Sur le plan structurel, elle fait appel à la plate-forme CD4, également utilisée pour la berline MKZ. Maintenant, sa plus proche cousine réside du côté de la Chine, où Ford commercialise une berline Taurus bien différente de la nôtre. Cette dernière affiche à peu près les mêmes dimensions, les mêmes proportions, et fait appel aux mêmes éléments structuraux.

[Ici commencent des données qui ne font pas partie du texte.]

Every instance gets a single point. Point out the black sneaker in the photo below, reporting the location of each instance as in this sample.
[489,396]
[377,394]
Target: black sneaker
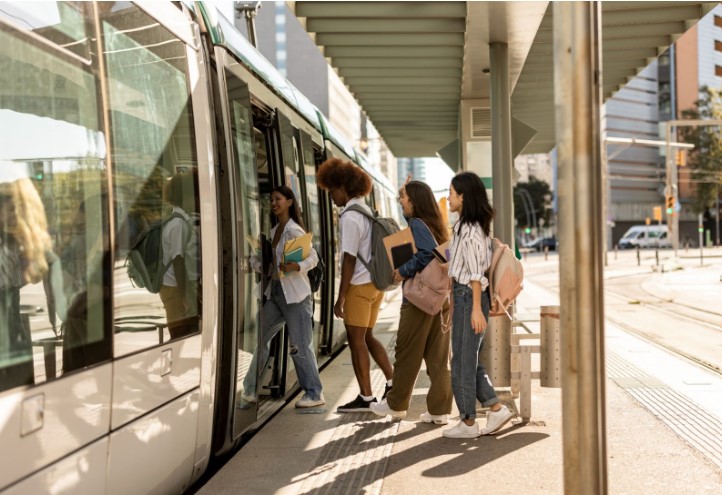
[357,405]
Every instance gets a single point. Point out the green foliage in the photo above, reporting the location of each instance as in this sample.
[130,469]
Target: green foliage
[705,160]
[541,197]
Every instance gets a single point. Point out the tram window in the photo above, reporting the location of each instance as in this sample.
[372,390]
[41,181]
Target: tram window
[53,218]
[154,178]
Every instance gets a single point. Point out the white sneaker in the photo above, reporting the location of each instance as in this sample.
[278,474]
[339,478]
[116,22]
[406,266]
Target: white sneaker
[382,409]
[437,419]
[307,401]
[462,430]
[496,419]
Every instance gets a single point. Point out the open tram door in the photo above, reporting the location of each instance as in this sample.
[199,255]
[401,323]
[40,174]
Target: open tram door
[298,160]
[245,179]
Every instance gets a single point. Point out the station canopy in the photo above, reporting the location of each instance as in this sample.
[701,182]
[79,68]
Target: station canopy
[409,64]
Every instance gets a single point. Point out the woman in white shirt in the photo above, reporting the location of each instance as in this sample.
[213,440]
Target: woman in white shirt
[470,259]
[358,300]
[288,302]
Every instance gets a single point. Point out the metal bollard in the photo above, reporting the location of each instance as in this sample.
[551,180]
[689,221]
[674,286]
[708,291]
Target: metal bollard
[551,368]
[495,351]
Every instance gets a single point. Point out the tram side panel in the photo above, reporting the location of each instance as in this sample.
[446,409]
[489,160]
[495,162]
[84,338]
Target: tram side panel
[154,181]
[55,344]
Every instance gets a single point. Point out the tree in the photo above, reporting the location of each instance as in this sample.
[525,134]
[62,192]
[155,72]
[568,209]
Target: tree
[541,196]
[705,160]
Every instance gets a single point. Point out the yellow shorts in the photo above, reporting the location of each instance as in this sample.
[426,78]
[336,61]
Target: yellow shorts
[362,305]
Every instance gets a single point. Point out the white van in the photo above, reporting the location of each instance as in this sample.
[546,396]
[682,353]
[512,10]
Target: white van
[645,236]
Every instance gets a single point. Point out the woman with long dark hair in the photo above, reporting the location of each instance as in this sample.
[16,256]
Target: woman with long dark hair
[420,335]
[470,259]
[288,302]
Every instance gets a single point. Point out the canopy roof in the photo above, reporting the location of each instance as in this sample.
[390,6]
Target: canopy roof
[409,64]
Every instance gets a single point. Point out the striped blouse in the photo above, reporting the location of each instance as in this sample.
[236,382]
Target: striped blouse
[470,255]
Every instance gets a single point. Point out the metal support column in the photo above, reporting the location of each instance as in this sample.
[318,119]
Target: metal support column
[501,154]
[500,328]
[577,100]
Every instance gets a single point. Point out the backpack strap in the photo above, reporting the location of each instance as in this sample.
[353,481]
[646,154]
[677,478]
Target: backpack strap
[496,254]
[372,217]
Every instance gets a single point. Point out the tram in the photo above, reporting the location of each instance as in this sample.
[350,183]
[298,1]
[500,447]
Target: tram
[112,115]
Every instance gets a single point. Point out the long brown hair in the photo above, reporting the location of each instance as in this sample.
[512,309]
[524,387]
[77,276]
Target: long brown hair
[426,209]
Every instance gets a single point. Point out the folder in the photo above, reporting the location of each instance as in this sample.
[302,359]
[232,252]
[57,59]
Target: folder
[296,250]
[295,256]
[253,242]
[400,247]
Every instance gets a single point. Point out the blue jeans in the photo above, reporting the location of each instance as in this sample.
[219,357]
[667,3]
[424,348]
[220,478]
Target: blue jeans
[299,320]
[469,380]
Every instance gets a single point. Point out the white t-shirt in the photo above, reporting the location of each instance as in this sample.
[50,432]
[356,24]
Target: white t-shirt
[356,239]
[177,243]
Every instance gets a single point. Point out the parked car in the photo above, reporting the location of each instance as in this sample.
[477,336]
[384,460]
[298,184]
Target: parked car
[645,236]
[540,243]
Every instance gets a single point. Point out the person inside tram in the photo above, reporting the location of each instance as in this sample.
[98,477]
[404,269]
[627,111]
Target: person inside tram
[420,335]
[288,301]
[358,300]
[470,258]
[179,292]
[26,257]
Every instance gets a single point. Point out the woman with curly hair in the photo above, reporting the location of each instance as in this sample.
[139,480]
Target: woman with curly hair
[25,258]
[358,300]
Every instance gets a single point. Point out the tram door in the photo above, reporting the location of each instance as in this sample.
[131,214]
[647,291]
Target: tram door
[313,216]
[301,179]
[242,282]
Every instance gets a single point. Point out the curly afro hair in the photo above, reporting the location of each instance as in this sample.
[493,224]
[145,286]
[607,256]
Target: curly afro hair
[335,173]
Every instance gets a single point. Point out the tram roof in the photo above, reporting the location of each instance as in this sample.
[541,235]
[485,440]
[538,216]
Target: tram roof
[409,64]
[224,33]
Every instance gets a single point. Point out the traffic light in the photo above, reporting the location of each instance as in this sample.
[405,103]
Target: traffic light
[680,158]
[657,210]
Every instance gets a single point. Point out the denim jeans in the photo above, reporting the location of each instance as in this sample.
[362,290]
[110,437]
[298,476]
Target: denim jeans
[299,320]
[469,380]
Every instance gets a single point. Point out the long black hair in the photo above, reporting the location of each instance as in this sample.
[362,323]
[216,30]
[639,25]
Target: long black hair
[476,207]
[294,211]
[426,208]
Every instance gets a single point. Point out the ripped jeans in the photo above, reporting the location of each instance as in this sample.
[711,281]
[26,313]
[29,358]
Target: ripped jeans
[299,319]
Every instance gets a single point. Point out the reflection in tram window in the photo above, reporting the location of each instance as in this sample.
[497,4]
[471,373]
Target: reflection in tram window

Heureusement, impossible de croire à une voiture chinoise lorsqu’on contemple la Continental. Élégante de l’extérieur, elle l’est en outre à bord, où la qualité des matériaux demeure exceptionnelle. On mise sur le mariage des teintes, sur la noblesse de la présentation et sur l’expérience sensorielle pour conquérir la clientèle. Cette dernière appréciera le galbe magnifique des sièges, où les coussins se détachent carrément de leur armature pour épouser les formes corporelles. On va même jusqu’à proposer une assise à longueur réglable, divisée en deux parties. Naturellement, les sièges sont chauffants, ventilés, mais aussi massants, pour une détente ultime. De son côté, l’instrumentation, efficace, ne demande que peu d’adaptation. Les fonctions sont simples à utiliser puisqu’on fait appel au dernier système multimédia de la famille, baptisé SYNC 3.

Le seul véritable bémol de cet habitacle concerne les places arrière. Non pas qu’elles soient inconfortables, au contraire. Toutefois, le trop faible dégagement à la tête gênera toute personne de plus de 1,80 m, ou qui porte un chapeau! Un problème que les concepteurs chinois n’ont probablement pas décelé.

Quatre roues motrices, et jusqu’à 400 chevaux

Deux choix mécaniques sont offerts avec la Continental, le V6 de 3,0 litres étant bien sûr celui qui propose les plus belles prouesses. Qui plus est, même le V6 de 2,7 litres se défend avec honneur, en dépit d’une masse très lourde à déplacer. Dans tous les cas, le rouage intégral est offert de série, un avantage non négligeable, surtout en considérant que le système est doté d’un vecteur de couple aux roues arrière permettant de redistribuer le couple à la roue ayant le plus d’adhérence.

Bien insonorisée, hyper confortable et exempte de tout bruit de caisse, la Continental déçoit toutefois par une direction plus ou moins précise et par une boîte automatique à six rapports seulement, affichant ainsi un retard sur la concurrence. La remplacera-t-on prochainement? Au moment de mettre sous presse, aucune information n’était disponible à ce sujet. Ceci dit, la Continental est une voiture solide, bien construite, réellement luxueuse et avec laquelle le souci du détail est remarquable. Elle ne battra aucun record du Nurbürgring et vous coûtera légèrement plus cher à la pompe que certaines rivales. Mais pour l’acheteur en quête d’un luxe traditionnel et d’un confort à l’américaine, la Continental est à considérer sérieusement.

Feu vert

  • Confort de haut niveau
  • Qualité de finition et de construction
  • Puissance du moteur 3,0 litres
  • Rouage intégral efficace

Feu rouge

  • Poids élevé
  • Forte dépréciation à prévoir
  • À quand la boîte à huit rapports?